Treyson Bourguet

No. 10 – BYU Cougars
- Position: Quarterback
- Class: Redshirt Senior

Personal information
- Born: December 16, 2003 (age 22) Tucson, Arizona, U.S.
- Listed height: 6 ft 2 in (1.88 m)
- Listed weight: 205 lb (93 kg)

Career information
- High school: Salpointe Catholic (Tucson)
- College: Western Michigan (2022–2023); BYU (2024–present);
- Stats at ESPN

= Treyson Bourguet =

American football player (born 2003)

Treyson Bourguet (born December 16, 2003) is an American college football quarterback for the BYU Cougars. He previously played for the Western Michigan Broncos.

== Early life ==
Bourguet was born in Tucson, Arizona and attended high school at Salpointe Catholic. In his high school football career, Bourguet completed 282 of his 464 pass attempts for 3,987 yards and 57 touchdowns, to 13 interceptions. Bourguet would also rush for 683 yards and 11 touchdowns, while also hauling in one reception for 17 yards. Bourguet originally committed to Arizona but instead committed to play college football at Western Michigan University.

== College career ==
=== Western Michigan ===
During Bourguet's true freshman season in 2022, he played in four games where he completed 54 out of 109 passing attempts for 601 yards, two touchdowns and an interception. He made his first career start against Miami (OH) where he rushed for 25 yards and threw for 123 yards. During a game against Bowling Green, he threw a career high 191 yards on 16 completions along with his first collegiate touchdown pass.

During the Week 5 game against Ball State in the 2023 season, he completed 21 out of 27 passing attempts for 328 yards and three touchdowns, leading the team to win 42-24. Because of his performance, he was named the MAC West Offensive Player of the Week.

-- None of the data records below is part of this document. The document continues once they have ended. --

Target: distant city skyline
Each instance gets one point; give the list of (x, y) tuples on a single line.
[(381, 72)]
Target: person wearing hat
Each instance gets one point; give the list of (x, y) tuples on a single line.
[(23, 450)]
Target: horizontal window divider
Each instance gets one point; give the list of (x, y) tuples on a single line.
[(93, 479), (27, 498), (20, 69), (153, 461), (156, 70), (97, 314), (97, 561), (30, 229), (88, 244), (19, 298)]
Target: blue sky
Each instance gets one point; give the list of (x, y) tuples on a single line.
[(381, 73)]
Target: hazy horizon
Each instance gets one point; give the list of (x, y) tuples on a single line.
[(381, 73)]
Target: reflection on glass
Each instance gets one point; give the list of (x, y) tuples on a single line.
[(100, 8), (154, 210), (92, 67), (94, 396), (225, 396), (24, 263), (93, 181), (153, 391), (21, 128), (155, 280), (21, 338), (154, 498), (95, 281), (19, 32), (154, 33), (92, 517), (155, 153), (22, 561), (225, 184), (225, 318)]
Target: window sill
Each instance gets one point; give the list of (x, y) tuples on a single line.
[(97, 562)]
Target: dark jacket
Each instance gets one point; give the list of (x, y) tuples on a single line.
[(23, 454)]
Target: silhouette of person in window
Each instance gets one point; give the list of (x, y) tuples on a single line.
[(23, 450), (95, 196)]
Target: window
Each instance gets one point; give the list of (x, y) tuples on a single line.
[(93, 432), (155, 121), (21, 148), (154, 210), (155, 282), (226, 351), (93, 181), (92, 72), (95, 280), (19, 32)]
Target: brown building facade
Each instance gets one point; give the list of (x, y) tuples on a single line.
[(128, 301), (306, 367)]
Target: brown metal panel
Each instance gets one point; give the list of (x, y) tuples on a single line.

He entered the transfer portal on December 4, 2023.

=== BYU ===
On January 6, 2024, Bourguet announced that he would transfer to BYU.

===College statistics===

Year: Team; Games; Passing; Rushing
GP: GS; Record; Cmp; Att; Pct; Yds; Avg; TD; Int; Rtg; Att; Yds; Avg; TD
2022: Western Michigan; 4; 4; 2–2; 54; 109; 49.5; 601; 5.5; 2; 1; 100.1; 43; 154; 3.6; 1
2023: Western Michigan; 6; 4; 1–3; 57; 103; 55.3; 713; 6.9; 4; 1; 124.4; 36; 65; 1.8; 0
2024: BYU; 0; 0; 0–0; 0; 0; 0.0; 0; 0; 0; 0; 0.0; 0; 0; 0; 0
Career: 10; 8; 3−5; 111; 212; 52.4; 1,314; 6.2; 6; 2; 111.9; 79; 219; 1.8; 1

== Personal life ==
Bourguet is the brother of Arizona State quarterback Trenton Bourguet.